I didn't really have any expectations as I approached the lunch area. My daughter had told me that it was mostly loud and messy and offered no counsel other than to not embarrass her. I got there about 10 minutes before the bell rang, so I stood off to the side of this outdoor concrete slab with metal picnic tables covered by a patio roof, waiting for the kids to arrive. About 50 crows and gulls also had gotten there early, but took their places patiently on the roof so they could see where their best chances would be for their own lunch in about 45 minutes. It was a type of ornithological security camera. They jockeyed for position with one another as I assumed the kids would do once the cafeteria windows were open for business.

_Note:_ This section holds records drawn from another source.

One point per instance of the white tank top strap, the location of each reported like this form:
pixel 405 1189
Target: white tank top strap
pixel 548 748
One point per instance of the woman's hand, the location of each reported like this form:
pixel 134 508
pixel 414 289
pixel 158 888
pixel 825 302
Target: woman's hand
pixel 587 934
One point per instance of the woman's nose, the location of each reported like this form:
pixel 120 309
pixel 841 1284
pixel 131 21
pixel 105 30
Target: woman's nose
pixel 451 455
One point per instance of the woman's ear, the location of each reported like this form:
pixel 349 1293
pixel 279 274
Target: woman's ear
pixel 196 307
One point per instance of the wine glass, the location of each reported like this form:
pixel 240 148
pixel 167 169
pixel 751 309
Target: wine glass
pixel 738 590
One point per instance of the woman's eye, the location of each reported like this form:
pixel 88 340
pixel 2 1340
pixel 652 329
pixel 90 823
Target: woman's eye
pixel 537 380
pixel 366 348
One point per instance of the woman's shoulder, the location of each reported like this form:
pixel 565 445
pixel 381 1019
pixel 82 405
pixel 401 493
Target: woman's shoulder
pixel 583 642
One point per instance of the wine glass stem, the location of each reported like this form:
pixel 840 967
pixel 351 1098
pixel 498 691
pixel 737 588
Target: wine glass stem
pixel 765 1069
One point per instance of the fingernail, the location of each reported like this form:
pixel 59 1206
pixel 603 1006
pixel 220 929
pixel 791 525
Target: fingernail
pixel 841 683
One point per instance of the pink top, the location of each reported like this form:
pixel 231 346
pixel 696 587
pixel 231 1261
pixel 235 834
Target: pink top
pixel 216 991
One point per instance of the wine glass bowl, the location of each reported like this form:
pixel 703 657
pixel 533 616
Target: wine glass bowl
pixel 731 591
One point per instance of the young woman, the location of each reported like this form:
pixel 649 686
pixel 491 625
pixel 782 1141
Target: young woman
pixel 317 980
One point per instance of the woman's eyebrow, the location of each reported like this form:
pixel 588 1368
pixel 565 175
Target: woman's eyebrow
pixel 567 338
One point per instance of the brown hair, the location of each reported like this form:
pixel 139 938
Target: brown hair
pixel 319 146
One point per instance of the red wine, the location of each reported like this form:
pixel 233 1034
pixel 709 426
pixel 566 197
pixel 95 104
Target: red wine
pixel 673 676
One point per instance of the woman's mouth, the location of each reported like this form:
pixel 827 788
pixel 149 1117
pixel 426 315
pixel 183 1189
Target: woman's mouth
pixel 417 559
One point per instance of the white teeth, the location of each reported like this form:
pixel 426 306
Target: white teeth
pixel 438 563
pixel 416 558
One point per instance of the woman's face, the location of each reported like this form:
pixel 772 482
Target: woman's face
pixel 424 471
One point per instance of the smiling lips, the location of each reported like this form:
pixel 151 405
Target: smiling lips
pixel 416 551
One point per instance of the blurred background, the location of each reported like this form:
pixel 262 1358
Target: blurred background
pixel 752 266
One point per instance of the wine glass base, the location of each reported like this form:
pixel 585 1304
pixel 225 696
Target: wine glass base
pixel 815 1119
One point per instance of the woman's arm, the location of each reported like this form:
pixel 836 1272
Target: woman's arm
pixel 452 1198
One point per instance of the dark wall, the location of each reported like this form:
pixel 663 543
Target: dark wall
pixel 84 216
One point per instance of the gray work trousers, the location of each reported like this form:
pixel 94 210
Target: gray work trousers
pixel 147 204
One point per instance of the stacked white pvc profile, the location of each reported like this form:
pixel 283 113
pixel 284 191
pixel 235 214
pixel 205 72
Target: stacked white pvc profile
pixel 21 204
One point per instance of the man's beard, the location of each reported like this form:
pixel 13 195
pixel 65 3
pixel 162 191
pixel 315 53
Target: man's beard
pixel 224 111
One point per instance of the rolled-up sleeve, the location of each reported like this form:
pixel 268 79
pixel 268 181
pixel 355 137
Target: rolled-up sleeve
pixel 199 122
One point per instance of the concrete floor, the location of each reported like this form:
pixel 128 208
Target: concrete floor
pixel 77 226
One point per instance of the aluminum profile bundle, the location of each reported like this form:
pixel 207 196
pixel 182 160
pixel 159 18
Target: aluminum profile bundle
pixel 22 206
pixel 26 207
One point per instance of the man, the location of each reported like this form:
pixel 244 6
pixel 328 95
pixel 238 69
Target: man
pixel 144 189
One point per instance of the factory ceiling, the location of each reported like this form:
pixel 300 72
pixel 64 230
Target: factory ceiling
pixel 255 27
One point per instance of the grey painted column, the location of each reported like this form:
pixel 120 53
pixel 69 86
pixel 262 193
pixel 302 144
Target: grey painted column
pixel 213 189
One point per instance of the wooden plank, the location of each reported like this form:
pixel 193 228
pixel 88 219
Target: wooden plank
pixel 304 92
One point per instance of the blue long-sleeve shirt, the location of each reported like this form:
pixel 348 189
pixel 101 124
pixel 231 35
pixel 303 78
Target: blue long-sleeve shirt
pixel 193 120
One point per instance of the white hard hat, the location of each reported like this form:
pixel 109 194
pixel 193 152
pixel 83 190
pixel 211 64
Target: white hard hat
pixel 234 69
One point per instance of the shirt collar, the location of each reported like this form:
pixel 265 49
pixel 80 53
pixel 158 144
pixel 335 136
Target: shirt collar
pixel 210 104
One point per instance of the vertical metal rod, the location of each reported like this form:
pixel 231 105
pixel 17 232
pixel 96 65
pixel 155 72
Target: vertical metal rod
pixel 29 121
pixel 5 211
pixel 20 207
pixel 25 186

What I didn't anticipate was how my own memories of school lunches came flooding back, nearly causing an out-of-body experience.



There have been times in my life when I intentionally have gone back to specific places in my past just to stand in their midst and see if any ghosts were still there. I have sat in my elementary school parking lot remembering a teacher drawing blood out of my chin with her thumbnail for my misbehaving. I have walked through the rink where I got my teeth knocked out playing hockey, and have tarried at the spot on the way home from junior high school where I lost a fight. I have gone to the senior room of my high school where I was terrorized as a freshman and later terrorized freshmen three years later. I have gone to graves of friends who have left us too early, and have stood in the Library of Congress where I did my dissertation research, just to see if there were any ghosts lingering there. Names, mostly good memories, but no ghosts.